Les mânes de Abdelhaï Beliardouh n’ont pas été apaisés ; ils ont rôdé sur Tébessa, en vain. Et pour cause. D’abord, l’on part avec un dossier manipulé, étriqué, où des documents déterminants, accablants, manquaient. Puis, quatre témoins à charge, dont ceux oculaires, n’étaient pas présents à l’audience, alors que le président du tribunal criminel, en l’occurrence Abdallah Gouaïdia, ayant un pouvoir discrétionnaire, aurait pu facilement les faire venir par la force publique, s’il avait voulu faire éclater la vérité, âme et essence même de la justice, n’est-ce pas ? Aussi est-il légitime, voire naturel, de se demander si on ne les en aurait pas éloignés.

Deux autres témoins, qui, avec toute leur spontanéité et leur innocence au tout début de l’affaire, avaient relaté les faits, tout ce qu’ils avaient entendu et vu,– leurs auditions aussi bien par la police que par le juge d’instruction en témoignent –, se sont, malheureusement, scandaleusement dédits lors du procès. Et là aussi, une question s’impose : ont-ils été subornés ? Telle a été l’entourloupe à Tébessa. Le reste n’a été qu’un cabotinage pathétique, tragique, dans le sens où il y a eu mort d’homme ; un cabotinage où l’acteur principal a fait preuve d’une maîtrise parfaite du dossier, d’une compréhension profonde, inégalable des accusés et des témoins à décharge.

Si bien qu’il reprochait à chaque fois aux avocats des parties civiles le fait de répéter les mêmes questions qu’il avait, lui, déjà posées. Il faisait l’intelligent, celui qui savait tout du dossier, et c’était vrai, il savait tout et un peu plus. Justement, il en savait trop ! Seulement, avec ses simagrées et ses interventions intempestives, c’était flagrant, visible, il en faisait trop ! Il en faisait trop, si bien qu’il a été facile de percevoir la grande entourloupe, la duperie : une belle parodie de justice.

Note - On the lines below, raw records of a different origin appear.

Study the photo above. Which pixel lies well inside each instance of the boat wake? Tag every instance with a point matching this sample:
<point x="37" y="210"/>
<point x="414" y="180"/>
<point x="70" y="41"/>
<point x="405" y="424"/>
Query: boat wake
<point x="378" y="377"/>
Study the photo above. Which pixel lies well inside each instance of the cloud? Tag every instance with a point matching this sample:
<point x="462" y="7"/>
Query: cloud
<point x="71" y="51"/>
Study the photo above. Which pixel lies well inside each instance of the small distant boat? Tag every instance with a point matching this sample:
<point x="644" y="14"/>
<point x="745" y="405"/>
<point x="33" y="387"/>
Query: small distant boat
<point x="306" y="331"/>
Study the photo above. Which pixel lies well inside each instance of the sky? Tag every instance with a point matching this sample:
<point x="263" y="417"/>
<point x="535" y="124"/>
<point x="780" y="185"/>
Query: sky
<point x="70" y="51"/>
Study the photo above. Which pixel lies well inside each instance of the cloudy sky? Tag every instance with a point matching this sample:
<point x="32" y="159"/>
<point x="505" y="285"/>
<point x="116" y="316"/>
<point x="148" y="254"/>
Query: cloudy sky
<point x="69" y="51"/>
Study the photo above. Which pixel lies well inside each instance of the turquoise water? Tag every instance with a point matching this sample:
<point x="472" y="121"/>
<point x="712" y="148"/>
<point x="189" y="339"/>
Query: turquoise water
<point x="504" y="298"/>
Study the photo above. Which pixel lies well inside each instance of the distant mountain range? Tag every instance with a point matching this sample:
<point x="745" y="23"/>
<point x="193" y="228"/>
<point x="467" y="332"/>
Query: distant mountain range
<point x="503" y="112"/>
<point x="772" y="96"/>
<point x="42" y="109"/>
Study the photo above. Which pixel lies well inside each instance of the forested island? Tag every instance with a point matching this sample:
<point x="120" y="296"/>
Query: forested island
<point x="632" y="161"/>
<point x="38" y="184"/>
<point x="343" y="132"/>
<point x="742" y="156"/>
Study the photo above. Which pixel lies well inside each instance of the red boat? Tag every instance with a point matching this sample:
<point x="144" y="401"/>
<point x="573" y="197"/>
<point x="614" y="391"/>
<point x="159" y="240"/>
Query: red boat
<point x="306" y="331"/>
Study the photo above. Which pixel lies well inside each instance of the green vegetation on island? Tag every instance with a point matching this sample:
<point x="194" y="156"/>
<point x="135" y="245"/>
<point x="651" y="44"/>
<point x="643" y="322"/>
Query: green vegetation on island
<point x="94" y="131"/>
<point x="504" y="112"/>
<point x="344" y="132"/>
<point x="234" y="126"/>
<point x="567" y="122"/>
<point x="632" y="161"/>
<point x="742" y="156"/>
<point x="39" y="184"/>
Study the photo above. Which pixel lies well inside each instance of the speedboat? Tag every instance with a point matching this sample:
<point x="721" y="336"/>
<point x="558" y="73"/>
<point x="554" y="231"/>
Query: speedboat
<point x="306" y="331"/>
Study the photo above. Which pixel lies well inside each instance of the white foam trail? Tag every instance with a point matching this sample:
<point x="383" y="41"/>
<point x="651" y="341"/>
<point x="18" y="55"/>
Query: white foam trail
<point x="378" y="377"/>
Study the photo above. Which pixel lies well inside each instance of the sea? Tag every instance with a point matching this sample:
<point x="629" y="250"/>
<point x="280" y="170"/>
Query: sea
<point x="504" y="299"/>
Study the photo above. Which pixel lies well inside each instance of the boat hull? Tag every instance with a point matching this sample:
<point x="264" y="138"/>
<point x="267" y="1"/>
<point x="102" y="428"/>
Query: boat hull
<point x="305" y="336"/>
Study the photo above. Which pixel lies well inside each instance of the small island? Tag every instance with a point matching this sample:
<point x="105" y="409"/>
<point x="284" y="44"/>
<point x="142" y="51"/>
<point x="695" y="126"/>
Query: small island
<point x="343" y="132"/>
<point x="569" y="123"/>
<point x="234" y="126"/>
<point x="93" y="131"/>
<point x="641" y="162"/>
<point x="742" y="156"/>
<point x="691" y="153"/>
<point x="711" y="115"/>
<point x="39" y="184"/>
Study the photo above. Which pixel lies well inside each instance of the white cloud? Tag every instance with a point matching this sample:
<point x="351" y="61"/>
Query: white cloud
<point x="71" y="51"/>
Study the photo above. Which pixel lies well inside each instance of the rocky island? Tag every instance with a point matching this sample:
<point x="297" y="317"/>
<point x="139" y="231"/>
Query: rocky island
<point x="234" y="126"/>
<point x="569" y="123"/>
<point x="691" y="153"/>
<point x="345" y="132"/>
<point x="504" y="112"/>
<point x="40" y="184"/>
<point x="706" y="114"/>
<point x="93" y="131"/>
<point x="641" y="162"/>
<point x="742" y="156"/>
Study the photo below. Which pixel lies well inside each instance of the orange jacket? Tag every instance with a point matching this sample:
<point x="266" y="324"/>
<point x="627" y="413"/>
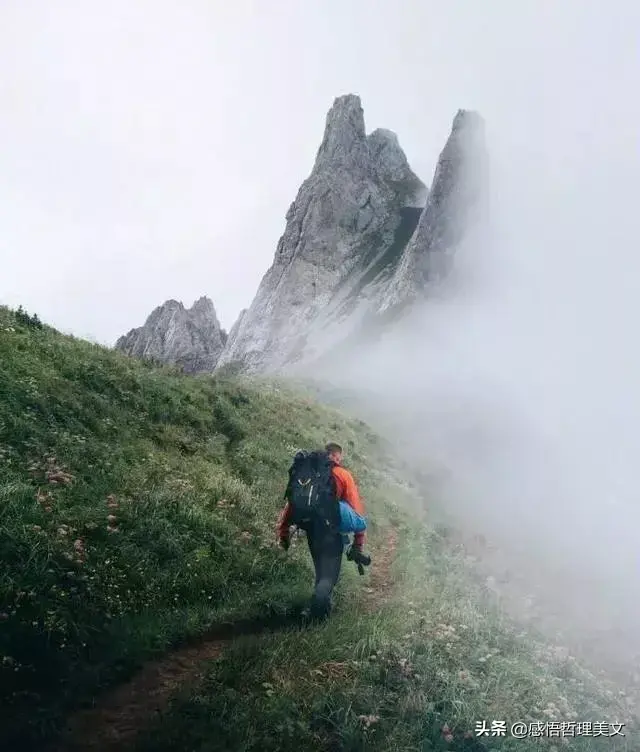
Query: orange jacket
<point x="346" y="490"/>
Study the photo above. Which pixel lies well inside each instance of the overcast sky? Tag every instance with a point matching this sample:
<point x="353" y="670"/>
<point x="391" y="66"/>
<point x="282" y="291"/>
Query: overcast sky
<point x="150" y="149"/>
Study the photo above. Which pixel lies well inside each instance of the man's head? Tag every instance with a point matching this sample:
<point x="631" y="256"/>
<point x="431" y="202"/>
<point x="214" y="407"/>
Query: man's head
<point x="335" y="452"/>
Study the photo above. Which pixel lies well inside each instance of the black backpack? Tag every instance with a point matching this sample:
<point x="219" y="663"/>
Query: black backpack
<point x="311" y="492"/>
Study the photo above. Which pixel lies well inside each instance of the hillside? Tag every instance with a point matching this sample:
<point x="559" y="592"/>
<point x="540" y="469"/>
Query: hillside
<point x="137" y="520"/>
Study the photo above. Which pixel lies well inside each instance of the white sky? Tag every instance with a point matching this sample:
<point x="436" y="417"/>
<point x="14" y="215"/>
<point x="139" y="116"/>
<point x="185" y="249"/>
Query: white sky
<point x="150" y="150"/>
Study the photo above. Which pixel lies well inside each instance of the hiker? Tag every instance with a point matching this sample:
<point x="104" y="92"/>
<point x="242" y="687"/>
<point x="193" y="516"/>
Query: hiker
<point x="322" y="499"/>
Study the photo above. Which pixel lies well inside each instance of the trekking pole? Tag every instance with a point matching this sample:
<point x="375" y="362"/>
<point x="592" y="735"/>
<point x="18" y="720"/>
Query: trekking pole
<point x="361" y="560"/>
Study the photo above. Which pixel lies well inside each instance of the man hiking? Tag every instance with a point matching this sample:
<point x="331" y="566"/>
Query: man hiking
<point x="322" y="498"/>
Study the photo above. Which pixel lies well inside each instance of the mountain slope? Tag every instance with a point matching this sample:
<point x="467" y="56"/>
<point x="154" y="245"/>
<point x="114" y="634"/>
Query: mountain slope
<point x="138" y="511"/>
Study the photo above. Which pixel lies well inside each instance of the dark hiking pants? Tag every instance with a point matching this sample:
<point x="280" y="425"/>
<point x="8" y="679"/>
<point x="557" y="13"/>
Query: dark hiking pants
<point x="326" y="551"/>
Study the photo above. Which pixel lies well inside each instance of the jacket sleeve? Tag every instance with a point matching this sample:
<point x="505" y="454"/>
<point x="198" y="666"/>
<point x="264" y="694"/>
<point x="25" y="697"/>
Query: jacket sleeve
<point x="284" y="522"/>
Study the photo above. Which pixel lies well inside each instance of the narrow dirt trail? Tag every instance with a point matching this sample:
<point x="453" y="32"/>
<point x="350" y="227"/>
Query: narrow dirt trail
<point x="114" y="724"/>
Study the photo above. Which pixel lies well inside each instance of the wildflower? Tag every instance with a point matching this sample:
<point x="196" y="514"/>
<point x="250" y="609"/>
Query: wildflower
<point x="368" y="720"/>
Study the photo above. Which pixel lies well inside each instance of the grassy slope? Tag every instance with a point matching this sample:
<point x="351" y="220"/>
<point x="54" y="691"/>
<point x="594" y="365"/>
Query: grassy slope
<point x="191" y="471"/>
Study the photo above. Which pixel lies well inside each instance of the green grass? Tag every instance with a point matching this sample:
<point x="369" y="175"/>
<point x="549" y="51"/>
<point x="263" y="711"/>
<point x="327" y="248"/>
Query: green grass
<point x="436" y="655"/>
<point x="137" y="508"/>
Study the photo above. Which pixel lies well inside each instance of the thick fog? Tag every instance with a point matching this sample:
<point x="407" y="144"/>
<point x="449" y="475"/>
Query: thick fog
<point x="516" y="385"/>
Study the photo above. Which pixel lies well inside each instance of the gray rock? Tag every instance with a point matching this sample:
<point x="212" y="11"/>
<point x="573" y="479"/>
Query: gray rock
<point x="454" y="208"/>
<point x="344" y="235"/>
<point x="190" y="338"/>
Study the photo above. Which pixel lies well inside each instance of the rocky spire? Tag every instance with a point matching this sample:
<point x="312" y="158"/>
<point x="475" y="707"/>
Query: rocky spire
<point x="453" y="208"/>
<point x="344" y="219"/>
<point x="191" y="338"/>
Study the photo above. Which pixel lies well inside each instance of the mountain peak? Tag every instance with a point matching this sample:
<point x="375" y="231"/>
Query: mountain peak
<point x="344" y="130"/>
<point x="190" y="338"/>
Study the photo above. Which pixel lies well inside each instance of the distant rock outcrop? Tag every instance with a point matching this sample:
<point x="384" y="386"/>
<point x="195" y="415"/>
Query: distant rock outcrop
<point x="363" y="239"/>
<point x="190" y="338"/>
<point x="452" y="211"/>
<point x="345" y="230"/>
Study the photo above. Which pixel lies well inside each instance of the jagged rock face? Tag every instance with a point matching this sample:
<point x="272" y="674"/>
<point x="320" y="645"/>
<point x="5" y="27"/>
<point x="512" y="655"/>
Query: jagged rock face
<point x="190" y="338"/>
<point x="454" y="208"/>
<point x="345" y="231"/>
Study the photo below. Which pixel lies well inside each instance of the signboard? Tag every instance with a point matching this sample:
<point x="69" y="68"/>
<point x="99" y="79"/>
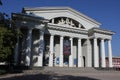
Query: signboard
<point x="66" y="47"/>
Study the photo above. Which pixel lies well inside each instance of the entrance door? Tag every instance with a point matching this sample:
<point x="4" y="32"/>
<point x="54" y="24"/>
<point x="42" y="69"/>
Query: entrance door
<point x="66" y="60"/>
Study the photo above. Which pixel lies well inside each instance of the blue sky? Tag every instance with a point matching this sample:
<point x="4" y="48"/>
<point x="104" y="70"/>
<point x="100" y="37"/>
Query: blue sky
<point x="106" y="12"/>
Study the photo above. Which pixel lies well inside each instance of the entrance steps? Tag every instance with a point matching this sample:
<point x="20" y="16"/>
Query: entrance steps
<point x="66" y="70"/>
<point x="70" y="69"/>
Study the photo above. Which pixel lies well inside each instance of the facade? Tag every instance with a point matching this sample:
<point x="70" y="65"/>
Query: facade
<point x="60" y="37"/>
<point x="115" y="62"/>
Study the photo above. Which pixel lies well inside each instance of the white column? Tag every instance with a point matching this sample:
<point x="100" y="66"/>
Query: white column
<point x="53" y="21"/>
<point x="79" y="53"/>
<point x="41" y="49"/>
<point x="96" y="59"/>
<point x="16" y="51"/>
<point x="61" y="52"/>
<point x="103" y="53"/>
<point x="28" y="50"/>
<point x="110" y="53"/>
<point x="71" y="55"/>
<point x="51" y="51"/>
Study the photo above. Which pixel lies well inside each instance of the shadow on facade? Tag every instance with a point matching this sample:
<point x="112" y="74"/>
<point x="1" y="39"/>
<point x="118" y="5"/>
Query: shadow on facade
<point x="47" y="77"/>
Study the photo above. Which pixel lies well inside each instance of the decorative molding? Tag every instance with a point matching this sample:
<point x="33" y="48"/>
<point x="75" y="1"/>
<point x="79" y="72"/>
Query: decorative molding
<point x="101" y="31"/>
<point x="66" y="29"/>
<point x="60" y="8"/>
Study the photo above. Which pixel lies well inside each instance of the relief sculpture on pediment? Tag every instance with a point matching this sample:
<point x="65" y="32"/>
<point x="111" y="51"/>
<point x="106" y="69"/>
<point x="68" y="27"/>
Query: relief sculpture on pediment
<point x="68" y="22"/>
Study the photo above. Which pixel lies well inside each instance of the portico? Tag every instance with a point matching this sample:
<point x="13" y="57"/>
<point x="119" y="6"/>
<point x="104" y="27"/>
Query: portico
<point x="55" y="37"/>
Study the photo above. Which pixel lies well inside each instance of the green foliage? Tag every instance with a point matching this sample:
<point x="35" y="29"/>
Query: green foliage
<point x="7" y="43"/>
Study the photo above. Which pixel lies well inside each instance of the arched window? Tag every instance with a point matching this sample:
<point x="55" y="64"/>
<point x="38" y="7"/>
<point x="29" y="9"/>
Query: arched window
<point x="67" y="22"/>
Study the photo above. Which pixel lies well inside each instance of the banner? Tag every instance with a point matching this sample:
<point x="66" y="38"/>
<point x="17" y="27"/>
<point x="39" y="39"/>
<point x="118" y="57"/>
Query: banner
<point x="66" y="47"/>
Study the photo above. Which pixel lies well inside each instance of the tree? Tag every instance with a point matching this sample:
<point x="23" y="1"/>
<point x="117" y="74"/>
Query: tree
<point x="0" y="2"/>
<point x="7" y="43"/>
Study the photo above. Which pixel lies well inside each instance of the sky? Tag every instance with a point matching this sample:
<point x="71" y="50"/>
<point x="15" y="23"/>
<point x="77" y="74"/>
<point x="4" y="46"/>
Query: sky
<point x="107" y="12"/>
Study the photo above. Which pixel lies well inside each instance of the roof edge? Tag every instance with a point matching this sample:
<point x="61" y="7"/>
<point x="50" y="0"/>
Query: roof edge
<point x="60" y="8"/>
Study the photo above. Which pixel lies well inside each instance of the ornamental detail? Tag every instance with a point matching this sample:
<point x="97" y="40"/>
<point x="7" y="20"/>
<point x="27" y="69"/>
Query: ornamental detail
<point x="67" y="22"/>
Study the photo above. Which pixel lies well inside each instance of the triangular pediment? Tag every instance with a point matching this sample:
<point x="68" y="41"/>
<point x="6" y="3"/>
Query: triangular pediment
<point x="65" y="16"/>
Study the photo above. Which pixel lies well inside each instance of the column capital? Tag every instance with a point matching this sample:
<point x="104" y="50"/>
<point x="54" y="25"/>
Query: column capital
<point x="71" y="38"/>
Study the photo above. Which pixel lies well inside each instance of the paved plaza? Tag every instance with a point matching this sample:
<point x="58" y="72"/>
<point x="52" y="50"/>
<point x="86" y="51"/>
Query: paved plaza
<point x="63" y="74"/>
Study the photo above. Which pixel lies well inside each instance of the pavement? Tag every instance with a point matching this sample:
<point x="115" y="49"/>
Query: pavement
<point x="63" y="74"/>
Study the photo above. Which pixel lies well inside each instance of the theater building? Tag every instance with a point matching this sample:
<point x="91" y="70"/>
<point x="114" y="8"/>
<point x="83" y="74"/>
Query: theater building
<point x="60" y="37"/>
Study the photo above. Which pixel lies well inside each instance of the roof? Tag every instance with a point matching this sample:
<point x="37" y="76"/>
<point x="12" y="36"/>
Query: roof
<point x="60" y="8"/>
<point x="28" y="17"/>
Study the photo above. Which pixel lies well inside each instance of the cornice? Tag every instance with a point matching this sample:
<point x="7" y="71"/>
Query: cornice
<point x="66" y="29"/>
<point x="26" y="17"/>
<point x="60" y="8"/>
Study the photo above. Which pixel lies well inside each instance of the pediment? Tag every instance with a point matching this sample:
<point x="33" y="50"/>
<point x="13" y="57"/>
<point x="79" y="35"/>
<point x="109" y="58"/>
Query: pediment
<point x="64" y="16"/>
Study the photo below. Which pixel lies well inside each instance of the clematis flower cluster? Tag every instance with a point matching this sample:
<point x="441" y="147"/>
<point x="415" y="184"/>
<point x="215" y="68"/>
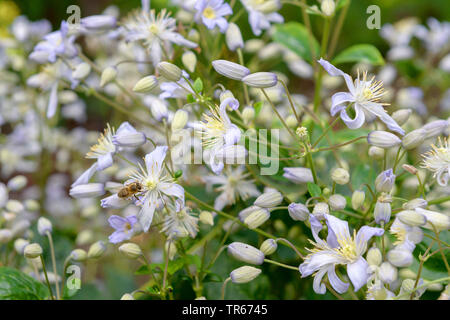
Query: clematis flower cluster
<point x="173" y="136"/>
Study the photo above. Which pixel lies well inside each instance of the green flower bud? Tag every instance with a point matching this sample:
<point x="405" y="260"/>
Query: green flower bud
<point x="146" y="84"/>
<point x="96" y="250"/>
<point x="32" y="251"/>
<point x="268" y="247"/>
<point x="131" y="250"/>
<point x="108" y="75"/>
<point x="169" y="71"/>
<point x="78" y="255"/>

Parodie de justice, d’autant plus qu’au lieu de chercher à savoir pourquoi les quatre accusés avaient emmené le journaliste au centre commercial de Garboussi et l’y avaient séquestré en lui faisant subir tous les sévices qu’on sait, l’on insistait et patinait expressément sur les déclarations concertées des accusés : on l’avait emmené juste pour qu’il les assiste à confectionner un démenti à son article. Juste pour cela ! Bien sûr, la suite est facile à deviner, nonobstant la pertinence du représentant du ministère public, qui a remis de l’ordre dans toute cette cacophonie en rétablissant les faits, les vrais, l’enlèvement, la séquestration et des agressions physiques, corporelles, pour ne pas dire perverses, d’avilissement. Chose qui a mené le journaliste au suicide, à la mort.

Au fond, avec du recul, l’on peut dire que ce qui s’est passé à Tébessa ne sort pas de la terrible logique des choses en Algérie : la justice est corrompue, dixit le ministre de la Justice. Cependant, la mémoire du défunt réclame justice ; l’enjeu devenant important, grave, le combat continue.